Saturday, March 6, 2010

Flames in Cyberspace

Philip A. Thompsen discusses the idea of flaming, in Cyberspace and Communication, an issue which we discussed briefly in class today. Personally, I appreciate the original definition of flaming, "to speak rabidly or incessantly on an uninteresting topic or with a patently ridiculous attitude." This came out of a 1983 version of "The Hacker's Dictionary" and I have to say that translates to a point to today's version of flaming (331.)

But, personally, I have witnessed a lot less of overtly flaming on the internet, but more manipulation in order to transmit the same or similar emotions of anger, frustration, and argument that flaming is defined as. I do not see flaming as much, but more so constructive, relatively cruel, critiques of individuals in a Myspace/Facebook environment, or a blog/academic environment.

I agree with Thompsen when he suggest that flaming is a mixture of media experience and skills, and the social influence of the form. More flaming I have witnessed occurs on message boards, where the open forum makes flaming almost permissible. On blogs or Facebookesc sites, I see less flaming because of the nature of the "social influence" of the forum. As Professor Strate mentioned in class, Facebook is a "safe" environment, and there is no room for flaming to be a common place.

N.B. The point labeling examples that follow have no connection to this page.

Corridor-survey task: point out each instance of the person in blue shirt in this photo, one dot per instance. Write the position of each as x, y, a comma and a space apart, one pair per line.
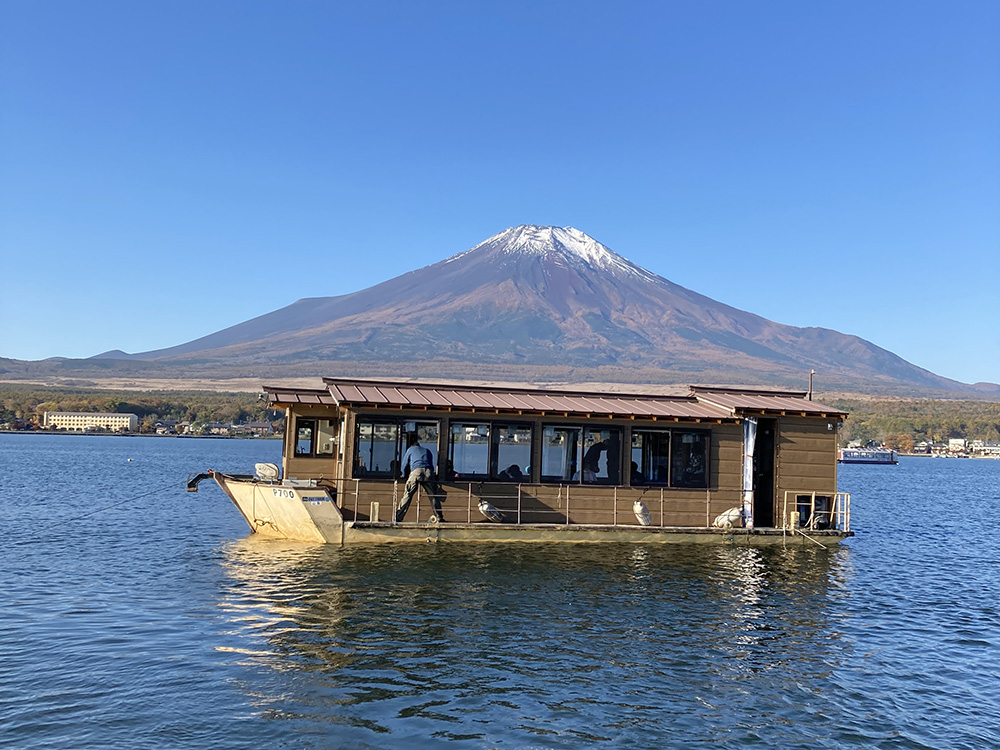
418, 468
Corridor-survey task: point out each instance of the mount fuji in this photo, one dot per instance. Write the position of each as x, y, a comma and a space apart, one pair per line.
542, 300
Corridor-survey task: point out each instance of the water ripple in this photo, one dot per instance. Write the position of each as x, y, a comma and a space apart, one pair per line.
157, 622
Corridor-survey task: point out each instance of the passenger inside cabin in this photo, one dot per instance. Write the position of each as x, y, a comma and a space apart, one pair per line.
512, 473
591, 461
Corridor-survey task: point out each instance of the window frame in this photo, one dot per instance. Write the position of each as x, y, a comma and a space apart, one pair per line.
672, 436
400, 424
579, 474
495, 429
313, 423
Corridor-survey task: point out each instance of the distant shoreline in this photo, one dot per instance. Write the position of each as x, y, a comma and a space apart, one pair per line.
140, 434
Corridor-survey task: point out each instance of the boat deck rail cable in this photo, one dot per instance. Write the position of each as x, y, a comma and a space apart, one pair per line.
542, 504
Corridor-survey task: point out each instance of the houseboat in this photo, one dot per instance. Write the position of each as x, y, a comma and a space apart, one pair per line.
710, 465
874, 455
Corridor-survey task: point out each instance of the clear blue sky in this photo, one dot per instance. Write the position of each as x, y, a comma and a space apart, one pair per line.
168, 169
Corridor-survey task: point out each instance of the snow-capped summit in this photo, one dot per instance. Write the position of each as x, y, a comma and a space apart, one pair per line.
542, 240
550, 243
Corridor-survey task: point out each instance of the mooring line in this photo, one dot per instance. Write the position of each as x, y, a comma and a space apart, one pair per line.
122, 502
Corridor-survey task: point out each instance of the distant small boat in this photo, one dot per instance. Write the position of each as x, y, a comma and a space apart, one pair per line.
867, 456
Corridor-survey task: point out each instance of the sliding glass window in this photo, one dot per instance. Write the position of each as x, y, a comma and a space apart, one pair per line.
566, 449
379, 445
314, 438
498, 451
673, 458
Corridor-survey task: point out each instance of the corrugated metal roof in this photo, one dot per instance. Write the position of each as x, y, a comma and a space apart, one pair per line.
517, 400
775, 402
279, 395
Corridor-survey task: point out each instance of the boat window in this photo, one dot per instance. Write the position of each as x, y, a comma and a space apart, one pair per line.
489, 450
675, 458
566, 449
511, 452
602, 456
326, 437
305, 429
469, 450
689, 459
315, 437
650, 457
380, 444
560, 453
377, 449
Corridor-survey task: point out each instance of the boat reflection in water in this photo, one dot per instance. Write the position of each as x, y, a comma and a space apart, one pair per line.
536, 644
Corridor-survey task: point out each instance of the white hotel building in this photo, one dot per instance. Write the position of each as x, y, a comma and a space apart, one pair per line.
84, 421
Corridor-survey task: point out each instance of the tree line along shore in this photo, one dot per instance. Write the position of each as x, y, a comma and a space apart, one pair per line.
896, 422
24, 407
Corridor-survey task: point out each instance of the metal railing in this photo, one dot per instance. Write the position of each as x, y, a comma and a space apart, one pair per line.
546, 504
816, 510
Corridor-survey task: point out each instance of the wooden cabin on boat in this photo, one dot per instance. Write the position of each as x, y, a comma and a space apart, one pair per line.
710, 464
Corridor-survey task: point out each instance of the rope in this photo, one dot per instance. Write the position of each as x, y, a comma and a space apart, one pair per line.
122, 502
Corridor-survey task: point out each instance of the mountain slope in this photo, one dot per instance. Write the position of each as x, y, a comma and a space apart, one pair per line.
545, 296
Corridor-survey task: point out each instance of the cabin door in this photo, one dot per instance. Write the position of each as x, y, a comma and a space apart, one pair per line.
763, 473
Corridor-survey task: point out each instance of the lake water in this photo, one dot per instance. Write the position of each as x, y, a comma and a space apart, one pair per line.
134, 614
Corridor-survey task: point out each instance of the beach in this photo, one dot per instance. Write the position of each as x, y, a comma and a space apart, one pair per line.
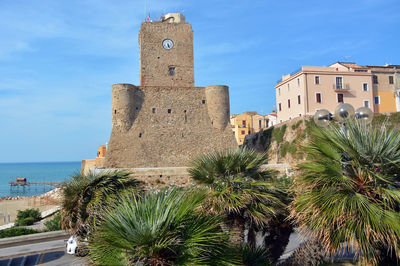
9, 206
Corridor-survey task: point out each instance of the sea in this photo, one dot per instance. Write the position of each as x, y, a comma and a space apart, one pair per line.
34, 172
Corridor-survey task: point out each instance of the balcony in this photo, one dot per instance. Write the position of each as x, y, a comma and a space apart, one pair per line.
341, 87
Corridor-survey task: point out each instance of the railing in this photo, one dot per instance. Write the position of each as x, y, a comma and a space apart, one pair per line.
341, 87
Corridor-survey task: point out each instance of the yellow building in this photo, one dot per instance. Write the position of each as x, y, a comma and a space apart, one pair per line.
311, 88
386, 88
247, 123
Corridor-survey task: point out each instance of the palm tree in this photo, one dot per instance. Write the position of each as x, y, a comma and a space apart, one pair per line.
84, 197
249, 196
348, 190
160, 228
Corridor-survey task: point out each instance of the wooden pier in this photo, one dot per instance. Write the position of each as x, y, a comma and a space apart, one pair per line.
23, 182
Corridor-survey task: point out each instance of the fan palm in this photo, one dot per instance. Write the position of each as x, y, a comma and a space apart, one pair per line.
84, 196
161, 228
240, 189
348, 191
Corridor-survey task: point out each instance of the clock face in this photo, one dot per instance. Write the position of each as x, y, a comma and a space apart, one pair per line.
168, 44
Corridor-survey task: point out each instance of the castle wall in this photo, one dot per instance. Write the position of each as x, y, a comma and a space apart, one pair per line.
218, 105
155, 60
167, 126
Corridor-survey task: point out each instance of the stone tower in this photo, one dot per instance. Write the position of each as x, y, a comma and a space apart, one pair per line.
166, 121
166, 52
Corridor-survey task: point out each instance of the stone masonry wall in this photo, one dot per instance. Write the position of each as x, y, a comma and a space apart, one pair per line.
167, 126
155, 60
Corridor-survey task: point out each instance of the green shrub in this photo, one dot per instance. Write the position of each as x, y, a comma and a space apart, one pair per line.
292, 149
279, 133
15, 231
54, 224
284, 148
28, 217
295, 126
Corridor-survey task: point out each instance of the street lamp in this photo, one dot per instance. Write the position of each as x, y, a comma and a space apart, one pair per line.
342, 112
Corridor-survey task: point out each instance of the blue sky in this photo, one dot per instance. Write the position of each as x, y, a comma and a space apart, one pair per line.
59, 58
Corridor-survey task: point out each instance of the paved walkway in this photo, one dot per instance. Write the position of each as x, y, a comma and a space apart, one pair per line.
52, 258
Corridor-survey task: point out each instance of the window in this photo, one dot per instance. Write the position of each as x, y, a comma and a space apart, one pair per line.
340, 97
365, 86
316, 80
339, 83
318, 97
171, 71
375, 79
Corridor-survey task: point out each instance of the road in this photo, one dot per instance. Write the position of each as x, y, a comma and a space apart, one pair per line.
47, 253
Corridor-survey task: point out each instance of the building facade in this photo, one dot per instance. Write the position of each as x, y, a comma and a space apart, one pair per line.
312, 88
247, 123
386, 88
167, 121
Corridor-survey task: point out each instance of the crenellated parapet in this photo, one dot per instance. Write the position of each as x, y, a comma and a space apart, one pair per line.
218, 105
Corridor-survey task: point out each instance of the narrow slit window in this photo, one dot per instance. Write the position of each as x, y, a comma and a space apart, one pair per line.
171, 71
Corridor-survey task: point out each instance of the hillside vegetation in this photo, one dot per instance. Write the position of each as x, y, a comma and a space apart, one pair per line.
284, 142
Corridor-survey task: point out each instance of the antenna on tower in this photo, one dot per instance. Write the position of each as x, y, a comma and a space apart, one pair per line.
146, 16
145, 10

What do you think? I think web 1.0 types of websites allowed for flaming to occur more than Web 2.0, which makes interpersonal conversation more constructive, then 1.0 which made it constrained to a more linear form. But honestly, I do not see flaming as much now than I saw it say 7 or 8 years ago. Why?

-Jessica Vanacore

1 comment:

  1. Interesting question you pose, and it's certainly true that the term itself is no longer used as much. Maybe people have grown accustomed to exchanging text on line and via cell phones, and are more forgiving. Maybe we've gotten better at constructing the messages and avoiding misunderstanding. Maybe Web 2.0 is a richer medium, better able to communicate subtleties. Maybe there is so much out there that rather than stay and argue, people just withdraw. It does seem to me to be a lot harder now just to get a message through, and get people to pay attention, whereas with flaming maybe people were paying too much attention, reading too much into messages. I do agree too that a bigger problem these days is what's know as trolling.